A day after Cyrus Mistry's death in a car crash near Mumbai, investigators and experts tried to piece together what caused the accident and how it impacted the four people travelling in the car at the time.
Cyrus Mistry, 54, was travelling in a Mercedes GLC Sports Utility Vehicle with Darius Pandole, a former independent director in the Tata Group, his wife Anahita Pandole and brother Jehangir Pandole when the accident took place.
The car was smashed after it hit a road divider at high speed, killing the two people in the backseat, Cyrus Mistry and Jehangir Pandole.
A video shows the interior of the car. Its airbags deployed upon impact, as they are designed to do.
Four airbags could be seen - two airbags to help save the front passengers and the blue-coloured side-curtain airbags, which appear to have deployed on only one side of the car. That indicated that the sensors detected stress on only one side.

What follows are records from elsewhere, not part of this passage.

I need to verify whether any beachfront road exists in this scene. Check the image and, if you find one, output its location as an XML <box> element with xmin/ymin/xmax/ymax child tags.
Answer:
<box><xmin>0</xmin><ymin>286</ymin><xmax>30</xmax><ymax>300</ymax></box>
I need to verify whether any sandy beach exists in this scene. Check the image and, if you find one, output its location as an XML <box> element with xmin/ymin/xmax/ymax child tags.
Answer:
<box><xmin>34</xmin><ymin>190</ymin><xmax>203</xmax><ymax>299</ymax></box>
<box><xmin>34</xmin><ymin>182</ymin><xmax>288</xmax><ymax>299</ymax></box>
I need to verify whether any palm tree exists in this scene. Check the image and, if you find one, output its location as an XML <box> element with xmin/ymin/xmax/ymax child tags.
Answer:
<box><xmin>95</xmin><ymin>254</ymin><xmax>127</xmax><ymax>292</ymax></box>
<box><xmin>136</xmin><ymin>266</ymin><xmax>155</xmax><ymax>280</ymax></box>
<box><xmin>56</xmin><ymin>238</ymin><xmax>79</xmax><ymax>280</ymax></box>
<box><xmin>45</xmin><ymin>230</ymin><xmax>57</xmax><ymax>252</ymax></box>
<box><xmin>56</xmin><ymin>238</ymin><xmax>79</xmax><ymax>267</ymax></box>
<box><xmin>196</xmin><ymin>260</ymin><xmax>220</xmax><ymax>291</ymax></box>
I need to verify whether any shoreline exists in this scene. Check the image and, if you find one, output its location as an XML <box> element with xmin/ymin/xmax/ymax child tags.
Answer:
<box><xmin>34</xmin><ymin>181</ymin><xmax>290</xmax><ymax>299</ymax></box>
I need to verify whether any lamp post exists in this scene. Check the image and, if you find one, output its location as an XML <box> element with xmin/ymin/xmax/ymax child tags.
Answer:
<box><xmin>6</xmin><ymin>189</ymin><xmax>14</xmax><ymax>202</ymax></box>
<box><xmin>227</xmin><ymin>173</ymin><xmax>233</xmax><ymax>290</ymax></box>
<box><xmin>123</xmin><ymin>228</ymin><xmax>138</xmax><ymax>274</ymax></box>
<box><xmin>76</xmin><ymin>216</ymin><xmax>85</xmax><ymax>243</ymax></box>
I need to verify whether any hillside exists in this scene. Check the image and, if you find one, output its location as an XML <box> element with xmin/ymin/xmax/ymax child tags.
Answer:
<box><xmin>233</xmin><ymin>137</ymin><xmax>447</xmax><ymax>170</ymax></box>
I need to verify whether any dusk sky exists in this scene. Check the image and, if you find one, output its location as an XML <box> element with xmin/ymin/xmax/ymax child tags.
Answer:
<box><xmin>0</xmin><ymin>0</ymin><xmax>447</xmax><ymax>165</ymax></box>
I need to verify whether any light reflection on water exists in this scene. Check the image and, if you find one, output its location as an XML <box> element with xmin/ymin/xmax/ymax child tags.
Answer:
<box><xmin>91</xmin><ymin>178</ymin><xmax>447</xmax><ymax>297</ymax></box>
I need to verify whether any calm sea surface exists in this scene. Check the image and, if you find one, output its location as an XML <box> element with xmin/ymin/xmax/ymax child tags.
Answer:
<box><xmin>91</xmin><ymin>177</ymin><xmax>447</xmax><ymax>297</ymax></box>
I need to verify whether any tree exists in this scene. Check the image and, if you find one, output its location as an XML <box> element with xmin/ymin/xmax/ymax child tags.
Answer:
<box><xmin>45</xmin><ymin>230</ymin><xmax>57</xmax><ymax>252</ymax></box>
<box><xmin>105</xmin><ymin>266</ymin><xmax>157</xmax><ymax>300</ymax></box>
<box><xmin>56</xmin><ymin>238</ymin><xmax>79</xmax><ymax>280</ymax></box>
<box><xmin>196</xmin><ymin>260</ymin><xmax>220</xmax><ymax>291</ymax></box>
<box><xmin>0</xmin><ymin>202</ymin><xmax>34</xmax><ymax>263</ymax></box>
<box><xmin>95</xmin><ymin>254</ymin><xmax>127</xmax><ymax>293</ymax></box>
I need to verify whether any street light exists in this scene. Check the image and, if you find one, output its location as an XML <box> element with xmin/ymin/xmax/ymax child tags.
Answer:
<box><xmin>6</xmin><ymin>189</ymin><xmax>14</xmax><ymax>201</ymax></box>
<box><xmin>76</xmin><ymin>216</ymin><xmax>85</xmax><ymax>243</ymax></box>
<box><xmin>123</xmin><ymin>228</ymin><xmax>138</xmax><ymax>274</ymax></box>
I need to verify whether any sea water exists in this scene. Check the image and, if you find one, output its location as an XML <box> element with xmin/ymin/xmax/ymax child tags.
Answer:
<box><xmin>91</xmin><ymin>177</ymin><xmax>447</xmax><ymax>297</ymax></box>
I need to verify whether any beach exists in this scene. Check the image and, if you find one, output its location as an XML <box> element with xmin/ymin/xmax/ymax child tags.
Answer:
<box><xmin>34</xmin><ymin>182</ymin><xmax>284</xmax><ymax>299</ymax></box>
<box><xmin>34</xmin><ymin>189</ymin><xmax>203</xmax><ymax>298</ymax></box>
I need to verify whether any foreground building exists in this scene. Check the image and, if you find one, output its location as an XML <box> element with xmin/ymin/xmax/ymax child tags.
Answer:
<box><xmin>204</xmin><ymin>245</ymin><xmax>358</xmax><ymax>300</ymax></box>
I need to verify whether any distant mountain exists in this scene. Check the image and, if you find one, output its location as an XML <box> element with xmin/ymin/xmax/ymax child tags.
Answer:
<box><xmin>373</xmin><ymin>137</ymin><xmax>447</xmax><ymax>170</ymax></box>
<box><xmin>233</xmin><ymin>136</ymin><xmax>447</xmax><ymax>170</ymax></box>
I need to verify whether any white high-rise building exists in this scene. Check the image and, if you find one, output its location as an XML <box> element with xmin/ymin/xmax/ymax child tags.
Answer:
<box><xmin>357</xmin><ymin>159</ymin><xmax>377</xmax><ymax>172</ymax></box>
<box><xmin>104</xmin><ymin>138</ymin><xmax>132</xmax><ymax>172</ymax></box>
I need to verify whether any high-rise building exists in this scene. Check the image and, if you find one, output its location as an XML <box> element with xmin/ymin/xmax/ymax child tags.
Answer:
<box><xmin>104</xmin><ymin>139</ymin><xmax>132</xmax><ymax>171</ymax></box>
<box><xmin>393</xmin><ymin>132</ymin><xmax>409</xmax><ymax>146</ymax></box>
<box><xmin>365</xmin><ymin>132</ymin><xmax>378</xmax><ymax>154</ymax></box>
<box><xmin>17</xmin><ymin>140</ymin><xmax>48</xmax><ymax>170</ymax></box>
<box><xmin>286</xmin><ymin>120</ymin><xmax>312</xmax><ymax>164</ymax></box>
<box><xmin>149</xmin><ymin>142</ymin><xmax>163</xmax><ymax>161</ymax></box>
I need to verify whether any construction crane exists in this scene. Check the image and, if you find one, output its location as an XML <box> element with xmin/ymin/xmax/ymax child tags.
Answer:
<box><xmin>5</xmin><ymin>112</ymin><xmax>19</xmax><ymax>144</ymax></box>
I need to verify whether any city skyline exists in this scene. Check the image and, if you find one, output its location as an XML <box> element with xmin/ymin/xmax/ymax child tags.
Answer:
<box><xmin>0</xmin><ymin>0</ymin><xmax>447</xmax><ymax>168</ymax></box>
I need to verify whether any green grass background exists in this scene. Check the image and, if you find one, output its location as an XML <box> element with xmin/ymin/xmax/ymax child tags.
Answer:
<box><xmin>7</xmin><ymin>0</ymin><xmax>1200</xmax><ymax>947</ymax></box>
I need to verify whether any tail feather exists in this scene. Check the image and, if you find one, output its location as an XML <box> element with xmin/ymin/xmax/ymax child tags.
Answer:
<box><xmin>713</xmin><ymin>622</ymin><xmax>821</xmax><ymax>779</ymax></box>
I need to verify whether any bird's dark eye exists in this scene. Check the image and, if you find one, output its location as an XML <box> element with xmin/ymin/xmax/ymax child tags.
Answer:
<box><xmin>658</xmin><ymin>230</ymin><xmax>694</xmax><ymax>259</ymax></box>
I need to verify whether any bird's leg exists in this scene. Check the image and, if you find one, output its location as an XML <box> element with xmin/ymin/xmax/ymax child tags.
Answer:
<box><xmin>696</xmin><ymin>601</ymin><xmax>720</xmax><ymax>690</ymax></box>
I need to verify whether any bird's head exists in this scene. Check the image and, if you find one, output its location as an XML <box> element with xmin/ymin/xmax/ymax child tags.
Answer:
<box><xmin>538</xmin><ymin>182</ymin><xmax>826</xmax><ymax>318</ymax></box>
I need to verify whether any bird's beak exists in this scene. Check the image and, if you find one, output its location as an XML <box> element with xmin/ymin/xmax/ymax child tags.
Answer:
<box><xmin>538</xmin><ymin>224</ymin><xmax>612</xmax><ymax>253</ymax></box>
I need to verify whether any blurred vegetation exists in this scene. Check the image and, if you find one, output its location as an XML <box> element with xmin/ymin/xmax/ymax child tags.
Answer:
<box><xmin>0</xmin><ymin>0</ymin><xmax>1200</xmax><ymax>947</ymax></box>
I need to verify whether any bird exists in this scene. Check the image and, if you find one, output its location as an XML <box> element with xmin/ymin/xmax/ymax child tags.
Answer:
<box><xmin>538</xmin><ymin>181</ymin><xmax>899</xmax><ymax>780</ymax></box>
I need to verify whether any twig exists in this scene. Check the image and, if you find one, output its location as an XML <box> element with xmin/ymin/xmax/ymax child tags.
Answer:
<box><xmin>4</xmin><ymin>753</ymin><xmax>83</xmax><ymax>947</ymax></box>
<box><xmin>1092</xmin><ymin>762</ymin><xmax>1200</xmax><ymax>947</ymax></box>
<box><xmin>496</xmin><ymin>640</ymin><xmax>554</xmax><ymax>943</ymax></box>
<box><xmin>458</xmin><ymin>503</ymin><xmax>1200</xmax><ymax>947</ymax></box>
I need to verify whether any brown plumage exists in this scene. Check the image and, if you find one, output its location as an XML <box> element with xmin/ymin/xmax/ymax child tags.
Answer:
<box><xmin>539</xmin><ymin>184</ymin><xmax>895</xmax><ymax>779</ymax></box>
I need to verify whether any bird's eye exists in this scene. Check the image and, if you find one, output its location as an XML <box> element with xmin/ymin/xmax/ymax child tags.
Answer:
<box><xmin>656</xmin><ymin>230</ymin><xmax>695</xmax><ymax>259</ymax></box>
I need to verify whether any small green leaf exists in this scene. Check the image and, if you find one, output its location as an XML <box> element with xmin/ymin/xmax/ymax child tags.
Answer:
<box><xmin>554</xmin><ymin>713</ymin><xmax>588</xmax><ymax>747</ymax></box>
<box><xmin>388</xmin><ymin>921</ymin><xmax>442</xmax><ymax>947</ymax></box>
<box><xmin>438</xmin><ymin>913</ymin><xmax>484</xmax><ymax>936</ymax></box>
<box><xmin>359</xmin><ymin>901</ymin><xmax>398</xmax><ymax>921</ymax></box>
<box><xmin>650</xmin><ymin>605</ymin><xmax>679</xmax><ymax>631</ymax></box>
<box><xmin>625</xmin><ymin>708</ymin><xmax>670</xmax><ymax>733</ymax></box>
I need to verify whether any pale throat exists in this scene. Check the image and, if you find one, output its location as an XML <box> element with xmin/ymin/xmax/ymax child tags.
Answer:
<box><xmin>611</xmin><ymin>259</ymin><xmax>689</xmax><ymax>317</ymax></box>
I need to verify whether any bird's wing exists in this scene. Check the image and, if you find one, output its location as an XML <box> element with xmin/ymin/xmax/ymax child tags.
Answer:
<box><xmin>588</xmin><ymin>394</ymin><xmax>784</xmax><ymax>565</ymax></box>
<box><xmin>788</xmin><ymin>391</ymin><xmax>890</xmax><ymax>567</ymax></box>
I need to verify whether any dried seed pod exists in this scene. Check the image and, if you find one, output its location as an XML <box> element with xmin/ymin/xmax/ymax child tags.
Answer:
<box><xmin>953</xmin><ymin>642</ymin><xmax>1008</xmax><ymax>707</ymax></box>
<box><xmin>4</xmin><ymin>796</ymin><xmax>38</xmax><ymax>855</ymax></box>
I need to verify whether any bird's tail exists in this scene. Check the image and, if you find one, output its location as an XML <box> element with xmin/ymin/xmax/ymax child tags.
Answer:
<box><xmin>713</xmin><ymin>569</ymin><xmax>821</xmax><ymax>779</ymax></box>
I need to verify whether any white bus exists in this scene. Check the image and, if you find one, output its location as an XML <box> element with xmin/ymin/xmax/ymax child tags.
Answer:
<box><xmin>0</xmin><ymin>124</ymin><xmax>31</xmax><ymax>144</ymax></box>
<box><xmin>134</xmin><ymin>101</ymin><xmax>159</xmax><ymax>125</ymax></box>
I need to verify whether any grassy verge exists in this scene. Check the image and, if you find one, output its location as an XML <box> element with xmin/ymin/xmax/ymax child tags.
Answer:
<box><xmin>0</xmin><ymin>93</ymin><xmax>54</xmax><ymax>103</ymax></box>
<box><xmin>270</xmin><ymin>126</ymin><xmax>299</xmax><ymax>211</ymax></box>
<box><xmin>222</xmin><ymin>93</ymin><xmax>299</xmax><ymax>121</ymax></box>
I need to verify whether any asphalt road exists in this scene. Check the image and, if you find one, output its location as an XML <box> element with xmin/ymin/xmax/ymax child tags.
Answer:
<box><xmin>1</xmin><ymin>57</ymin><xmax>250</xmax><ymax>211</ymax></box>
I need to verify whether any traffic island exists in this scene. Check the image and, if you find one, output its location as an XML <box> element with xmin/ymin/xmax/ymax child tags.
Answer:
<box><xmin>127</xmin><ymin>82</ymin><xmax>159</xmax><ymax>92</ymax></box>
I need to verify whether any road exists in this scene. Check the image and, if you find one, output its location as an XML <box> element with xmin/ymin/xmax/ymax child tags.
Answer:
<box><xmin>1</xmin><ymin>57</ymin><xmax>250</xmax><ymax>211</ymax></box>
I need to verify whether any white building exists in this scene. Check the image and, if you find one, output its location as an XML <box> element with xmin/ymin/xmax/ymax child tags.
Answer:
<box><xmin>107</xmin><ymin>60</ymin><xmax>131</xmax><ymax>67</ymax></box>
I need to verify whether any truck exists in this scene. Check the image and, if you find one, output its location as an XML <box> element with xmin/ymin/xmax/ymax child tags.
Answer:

Cyrus Mistry and Jehangir Pandole were not wearing seat belts, according to sources. Airbags in vehicles are considered a Supplemental Restraint System (SRS) - they work only in conjunction with seat belts.
In India, very few wear seat belts in the backseat.
Reacting to Cyrus Mistry's death, industrialist Anand Mahindra tweeted a pledge that "we all owe our families."
"I resolve to always wear my seat belt even when in the rear seat of the car. And I urge all of you to take that pledge too. We all owe it to our families," Anand Mahindra, the chairman of the Mahindra Group, wrote.
A video shows an accident at a speed of 40 km per hour and the impact on the passenger wearing a belt versus the one not wearing it. The passenger in the rear seat not wearing the seat belt is thrown forward - slamming into the passenger in the front. The passenger in the rear seat who is belted remains secure.
The Mercedes SUV that Cyrus Mistry was travelling in is a vehicle that has been extensively tested, including by Global NCAP, the premier crash testing facility in the world.
A video from December 2015 shows a frontal impact at 64 km/h with 40 per cent of the car striking a deformable barrier. It also shows a full-width test with 100 per cent of the width of the car impacting a rigid barrier at 50 km/h. It proves that the passengers can survive such an accident if the passengers in the front and the rear were wearing seatbelts.